Open SoluMilken opened 5 years ago

absolutelyNoWarranty commented 5 years ago

https://github.com/Yoctol/babble/blob/c79647d0150604149abdcd33d3302ba9011b4688/data_loader/text_mapper/text_mapper.py

absolutelyNoWarranty commented 5 years ago

Ops

normalizeOp

tokenizeOp

padOp

token to index (with unk token)

stegben commented 5 years ago

The param important_tokens of token to index should be renamed.
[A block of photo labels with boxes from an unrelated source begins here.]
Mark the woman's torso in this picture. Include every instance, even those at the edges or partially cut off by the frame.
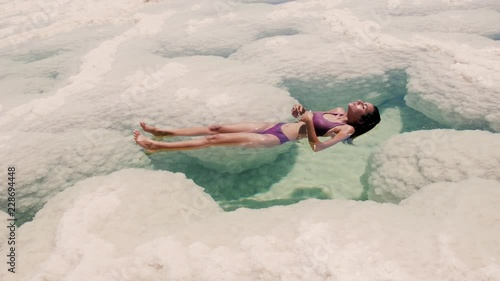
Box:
[281,111,346,140]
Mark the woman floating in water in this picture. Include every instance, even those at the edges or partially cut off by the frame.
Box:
[134,100,380,152]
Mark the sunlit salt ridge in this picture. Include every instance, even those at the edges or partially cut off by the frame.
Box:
[10,169,500,281]
[368,130,500,202]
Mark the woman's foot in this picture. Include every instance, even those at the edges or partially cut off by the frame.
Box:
[134,130,157,153]
[140,121,171,137]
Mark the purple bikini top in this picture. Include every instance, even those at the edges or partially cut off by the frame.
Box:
[313,111,345,137]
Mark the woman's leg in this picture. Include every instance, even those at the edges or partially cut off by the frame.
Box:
[134,130,280,152]
[140,121,274,137]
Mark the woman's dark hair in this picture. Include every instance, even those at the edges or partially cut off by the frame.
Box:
[343,106,380,144]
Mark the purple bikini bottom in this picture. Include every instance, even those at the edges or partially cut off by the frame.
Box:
[256,123,290,144]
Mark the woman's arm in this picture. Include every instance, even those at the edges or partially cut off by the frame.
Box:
[300,111,354,152]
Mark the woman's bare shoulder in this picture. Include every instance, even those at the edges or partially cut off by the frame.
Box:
[327,107,345,113]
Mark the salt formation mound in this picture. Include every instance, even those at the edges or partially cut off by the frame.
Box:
[19,169,221,278]
[20,170,500,281]
[368,130,500,202]
[0,129,151,220]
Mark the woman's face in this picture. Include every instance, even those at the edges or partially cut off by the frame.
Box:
[347,100,374,122]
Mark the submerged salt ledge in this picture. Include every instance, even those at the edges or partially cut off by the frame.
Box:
[368,130,500,202]
[15,169,500,281]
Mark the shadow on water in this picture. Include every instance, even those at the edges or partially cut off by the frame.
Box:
[151,143,297,201]
[355,72,450,201]
[220,188,330,211]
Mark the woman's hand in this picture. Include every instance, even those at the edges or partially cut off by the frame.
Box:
[300,111,313,123]
[292,104,306,118]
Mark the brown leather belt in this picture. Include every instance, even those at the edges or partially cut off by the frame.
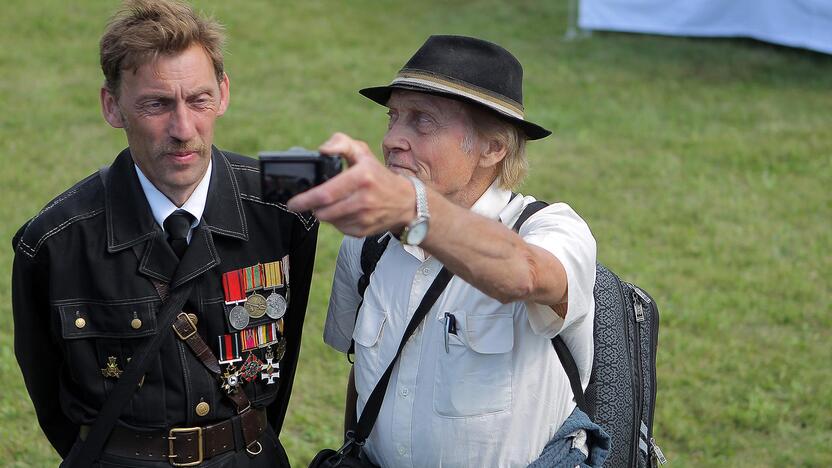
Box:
[84,408,267,466]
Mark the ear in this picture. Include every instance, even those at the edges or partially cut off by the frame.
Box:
[217,72,231,117]
[479,138,508,168]
[100,86,124,128]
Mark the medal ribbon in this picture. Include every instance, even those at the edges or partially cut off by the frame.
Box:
[243,263,263,292]
[280,255,289,286]
[263,260,283,289]
[240,328,257,351]
[222,270,246,304]
[218,333,242,364]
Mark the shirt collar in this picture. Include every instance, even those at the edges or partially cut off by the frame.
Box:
[133,160,212,228]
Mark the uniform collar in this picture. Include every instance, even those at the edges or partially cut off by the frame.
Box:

I suggest necessary_token

SoluMilken commented 5 years ago

NormalizeOp -> NormOp?

SoluMilken commented 5 years ago

token to index Op (with hash)

SoluMilken commented 5 years ago

PadOp 就交給 @absolutelyNoWarranty 幫修

absolutelyNoWarranty commented 5 years ago

utterance augmentors - not part of strpipe

augment_single_partition_utterances augment_single_partition_utterances_with_upper_bound

text normalizers - #35

identity_text_normalizer whitespace_char_text_normalizer basic_text_normalizer_collection eng_basic_text_normalizer_collection simplified_punctuation_keeping_text_normalizer_collection number_with_digits_text_normalizer_collection number_with_digits_n_simplified_punctuation_text_normalizer_collection chinese_charactor_text_normalizer_collection_1 chinese_charactor_text_normalizer_collection_3

embedders - not part of strpipe

Word2vecEmbedder Seq2VecOneHot Seq2Vec3DEmbedder

tokenizers - #33 #46

CustomJiebaTokenizer PureWordsTokenizer ChineseCharTokenizer PureChineseCharTokenizer NltkTokenizer NltkCustomJiebaTokenizer

stegben commented 5 years ago

Normalizers can be covered by #35

stegben commented 5 years ago

We should avoid large op as long as possible. They are hard to maintain, optimize or even be backward-compatible. so we should deprecate Normalizer op.

stegben commented 5 years ago

NOTE: change title name since it's a public repo.